С ним пришла Вилма – в платье-трубе с красно-белыми полосами и красными клиньями. Она выглядела, как надо, знойная женщина, села за маленький столик рядом с эстрадой, закурила «Спадс» и покосилась на танцоров. Зал был набит до отказа, но люди все шли, приветствуя и окликая друг друга, женщины бросали сумочки на клеенчатые столы, отражения зажигалок плясали на обернутых алюминиевой фольгой распорках, державших жестяной потолок, над головами болтались гирлянды пыльного красного серпантина, и каждый столик украшала пластиковая роза в пивной бутылке без горлышка – у кого-то остался с Рождества специальный резак, – черные портьеры на окнах нагоняли внутрь вечер. Ступив на пол перед оцинкованной стойкой, можно было подумать, что много лет подряд на него намерзали капли воды. Прямо под вывеской «Несовершеннолетним вход воспрещен» к ободранной доске был прибит гвоздями большой красно-черный плакат:
Рядом хлопала в воздухе другая афиша:
Очередь стояла на улице, а солнце – над горизонтом, покрытым тяжелыми грозовыми тучами, плывущими со стороны красного, как кровь, залива; Като Комб собирал у входа деньги, в коридоре на стене зазвонил телефон, и трубку сняла Этерина, женщина шести футов десяти дюймов ростом, с рыжими волосами, обработанными специальным выпрямителем – «сжигаем, красим и зачесываем на бок» – она сказала, да, да, хорошо, у нас дома говорят тож самое, Клифтон и Октав, да, два кордиона, frottoir [264] и барабан, и засмеялась в ответ на чужие слова, ха-ха, хааа, ха-ха.
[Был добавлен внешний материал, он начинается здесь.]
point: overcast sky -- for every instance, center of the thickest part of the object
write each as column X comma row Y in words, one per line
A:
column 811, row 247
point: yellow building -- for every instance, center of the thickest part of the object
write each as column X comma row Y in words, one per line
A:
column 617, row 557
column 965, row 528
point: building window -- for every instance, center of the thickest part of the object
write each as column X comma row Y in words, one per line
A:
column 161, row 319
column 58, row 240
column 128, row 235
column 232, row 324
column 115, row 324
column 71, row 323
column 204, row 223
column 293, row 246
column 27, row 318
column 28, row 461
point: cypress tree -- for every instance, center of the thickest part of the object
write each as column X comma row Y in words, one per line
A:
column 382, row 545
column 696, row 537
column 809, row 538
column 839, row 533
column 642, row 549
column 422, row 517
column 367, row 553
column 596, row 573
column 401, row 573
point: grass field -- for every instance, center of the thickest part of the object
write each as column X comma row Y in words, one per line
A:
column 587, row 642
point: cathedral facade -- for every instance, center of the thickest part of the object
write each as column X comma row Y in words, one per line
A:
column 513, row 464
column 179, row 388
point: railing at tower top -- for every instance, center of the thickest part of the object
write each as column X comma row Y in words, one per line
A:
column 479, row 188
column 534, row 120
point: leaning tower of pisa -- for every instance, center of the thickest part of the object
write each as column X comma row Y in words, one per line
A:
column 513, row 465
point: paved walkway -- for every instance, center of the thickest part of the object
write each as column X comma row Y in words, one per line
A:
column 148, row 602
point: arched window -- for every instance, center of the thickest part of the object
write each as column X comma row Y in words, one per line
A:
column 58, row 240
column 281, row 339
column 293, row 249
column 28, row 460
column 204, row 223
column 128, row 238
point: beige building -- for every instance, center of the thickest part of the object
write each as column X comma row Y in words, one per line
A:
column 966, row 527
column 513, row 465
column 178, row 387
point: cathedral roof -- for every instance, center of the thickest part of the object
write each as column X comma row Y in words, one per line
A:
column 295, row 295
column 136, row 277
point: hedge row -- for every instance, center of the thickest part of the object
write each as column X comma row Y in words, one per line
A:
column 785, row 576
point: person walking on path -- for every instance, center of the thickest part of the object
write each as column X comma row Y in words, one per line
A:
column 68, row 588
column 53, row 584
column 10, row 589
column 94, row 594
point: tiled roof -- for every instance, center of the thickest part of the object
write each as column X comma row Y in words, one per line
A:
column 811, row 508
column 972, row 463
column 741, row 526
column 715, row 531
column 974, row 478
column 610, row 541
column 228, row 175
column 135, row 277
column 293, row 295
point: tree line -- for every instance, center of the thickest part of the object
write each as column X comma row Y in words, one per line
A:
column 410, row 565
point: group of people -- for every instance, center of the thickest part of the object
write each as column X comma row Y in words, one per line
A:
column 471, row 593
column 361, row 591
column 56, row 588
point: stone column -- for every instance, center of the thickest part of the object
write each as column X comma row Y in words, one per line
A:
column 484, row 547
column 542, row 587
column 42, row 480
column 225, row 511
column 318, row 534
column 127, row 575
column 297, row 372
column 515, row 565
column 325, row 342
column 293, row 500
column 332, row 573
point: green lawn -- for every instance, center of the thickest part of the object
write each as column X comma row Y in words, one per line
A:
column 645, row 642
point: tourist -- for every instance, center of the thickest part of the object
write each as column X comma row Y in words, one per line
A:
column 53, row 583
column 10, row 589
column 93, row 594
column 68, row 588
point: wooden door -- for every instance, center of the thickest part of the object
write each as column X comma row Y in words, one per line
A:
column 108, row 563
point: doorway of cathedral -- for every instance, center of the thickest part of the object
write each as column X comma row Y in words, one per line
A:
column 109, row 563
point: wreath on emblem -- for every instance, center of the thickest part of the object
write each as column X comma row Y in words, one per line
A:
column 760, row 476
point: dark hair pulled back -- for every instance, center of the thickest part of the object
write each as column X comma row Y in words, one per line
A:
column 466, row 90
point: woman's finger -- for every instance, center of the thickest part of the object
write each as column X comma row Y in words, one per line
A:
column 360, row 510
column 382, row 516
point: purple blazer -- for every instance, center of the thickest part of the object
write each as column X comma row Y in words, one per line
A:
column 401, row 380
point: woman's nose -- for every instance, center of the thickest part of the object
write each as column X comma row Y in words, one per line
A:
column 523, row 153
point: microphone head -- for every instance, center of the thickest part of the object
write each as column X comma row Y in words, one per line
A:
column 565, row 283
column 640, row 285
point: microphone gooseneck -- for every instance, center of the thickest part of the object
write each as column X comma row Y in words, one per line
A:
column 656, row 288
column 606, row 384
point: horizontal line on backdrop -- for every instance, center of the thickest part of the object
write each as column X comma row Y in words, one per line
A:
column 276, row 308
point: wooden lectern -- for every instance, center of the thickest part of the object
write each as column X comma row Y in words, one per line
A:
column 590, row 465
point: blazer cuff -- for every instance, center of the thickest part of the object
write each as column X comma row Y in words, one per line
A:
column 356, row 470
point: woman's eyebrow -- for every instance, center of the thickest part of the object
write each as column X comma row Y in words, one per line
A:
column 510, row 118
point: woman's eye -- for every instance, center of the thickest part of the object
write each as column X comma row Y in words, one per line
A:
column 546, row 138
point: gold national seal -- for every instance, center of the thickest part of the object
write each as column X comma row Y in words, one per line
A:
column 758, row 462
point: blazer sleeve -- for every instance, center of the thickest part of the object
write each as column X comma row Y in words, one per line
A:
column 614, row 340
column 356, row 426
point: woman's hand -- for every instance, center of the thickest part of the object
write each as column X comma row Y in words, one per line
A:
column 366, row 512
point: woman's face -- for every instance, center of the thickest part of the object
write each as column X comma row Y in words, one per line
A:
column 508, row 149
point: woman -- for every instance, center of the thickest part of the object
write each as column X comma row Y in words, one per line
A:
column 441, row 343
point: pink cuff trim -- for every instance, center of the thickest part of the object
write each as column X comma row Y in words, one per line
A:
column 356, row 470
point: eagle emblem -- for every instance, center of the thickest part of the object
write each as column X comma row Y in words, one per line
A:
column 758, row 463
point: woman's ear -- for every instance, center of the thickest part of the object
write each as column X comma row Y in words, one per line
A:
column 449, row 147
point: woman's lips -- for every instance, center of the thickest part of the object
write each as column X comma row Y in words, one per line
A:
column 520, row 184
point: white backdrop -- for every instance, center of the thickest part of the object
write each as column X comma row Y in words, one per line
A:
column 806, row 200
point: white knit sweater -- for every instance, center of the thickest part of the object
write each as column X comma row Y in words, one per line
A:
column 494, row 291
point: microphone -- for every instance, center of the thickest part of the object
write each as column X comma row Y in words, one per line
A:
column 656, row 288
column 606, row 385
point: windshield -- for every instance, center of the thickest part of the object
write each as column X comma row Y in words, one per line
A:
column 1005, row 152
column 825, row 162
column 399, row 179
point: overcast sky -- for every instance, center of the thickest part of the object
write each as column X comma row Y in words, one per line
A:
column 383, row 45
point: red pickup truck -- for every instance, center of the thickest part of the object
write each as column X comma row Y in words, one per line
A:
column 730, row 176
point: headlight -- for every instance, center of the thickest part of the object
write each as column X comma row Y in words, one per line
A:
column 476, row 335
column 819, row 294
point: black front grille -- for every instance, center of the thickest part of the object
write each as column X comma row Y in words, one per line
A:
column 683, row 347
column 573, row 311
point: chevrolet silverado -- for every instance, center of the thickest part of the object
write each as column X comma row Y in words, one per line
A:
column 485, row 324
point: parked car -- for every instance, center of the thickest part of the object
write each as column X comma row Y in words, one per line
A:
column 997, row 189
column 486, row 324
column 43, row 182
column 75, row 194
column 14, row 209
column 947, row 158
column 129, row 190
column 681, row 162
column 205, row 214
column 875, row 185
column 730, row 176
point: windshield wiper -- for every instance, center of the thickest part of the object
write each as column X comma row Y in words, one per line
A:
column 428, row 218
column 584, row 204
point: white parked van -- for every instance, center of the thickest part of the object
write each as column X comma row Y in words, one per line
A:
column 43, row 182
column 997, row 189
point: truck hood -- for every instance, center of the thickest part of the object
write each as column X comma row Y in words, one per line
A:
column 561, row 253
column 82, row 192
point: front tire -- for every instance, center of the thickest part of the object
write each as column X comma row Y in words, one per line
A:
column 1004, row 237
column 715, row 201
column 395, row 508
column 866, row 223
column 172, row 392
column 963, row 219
Она протянула Октаву бутылку холодного пива и покачала головой, когда тот спросил: Клифтона еще нет? Столики уже полны, человеческое дерево устремилось к стойке, ацетатные платья с виноградными лозами и гибискусами, розовыми складками и жгучим перцем.
Было жарко, теплые тела покрывались потом, звенели бокалы и бутылки, а резкий голос из угла перекрывал собою шум разговоров. Звенел и звенел телефон.
– Ага, ага, ха-ха, хааа, ха-ха, нет, нет. Ага, тут он. А, в чем дело? Чего ему сказать? Привет, привет, ладно, пока. – Этерина повесила трубку и посмотрела на Октава. Слышны были отдаленные раскаты грома, длинное раздраженное бормотание, она вздрогнула – гром напомнил ей о торнадо, которое в мае прошлого года разнесло заднюю стену здания и убило человека.
Облокотившись о стойку, Октав вопросительно смотрел на Этерину, и она тоже разглядывала это спокойное шоколадно-коричневое лицо, сильную шею, усы над толстыми губами, тонкие пальцы, трогательно косой передний зуб.
– Убрать бы на фиг эти синие шторы, пусть дамы видят твои beaux yeux [265]. Значит, Клифтон. Похоже, его не будет. Они попали в аварию аж в Луизиане, в Димпле, что ли. Все целы, кроме машины. Говорит, они все твои, заведи их как следует. Повезет, так он еще появится, но лучше не рассчитывать. – Она смотрела, как он направляется к Вилме, тяжело вбивая в пол каблуки белых туфель – острые, как стрелки, носы указывали ему дорогу; он наклонился над девушкой, что-то сказал, отпил немного из ее бокала и направился к эстраде. В этом была его беда. Он слишком сильно давил на каблуки.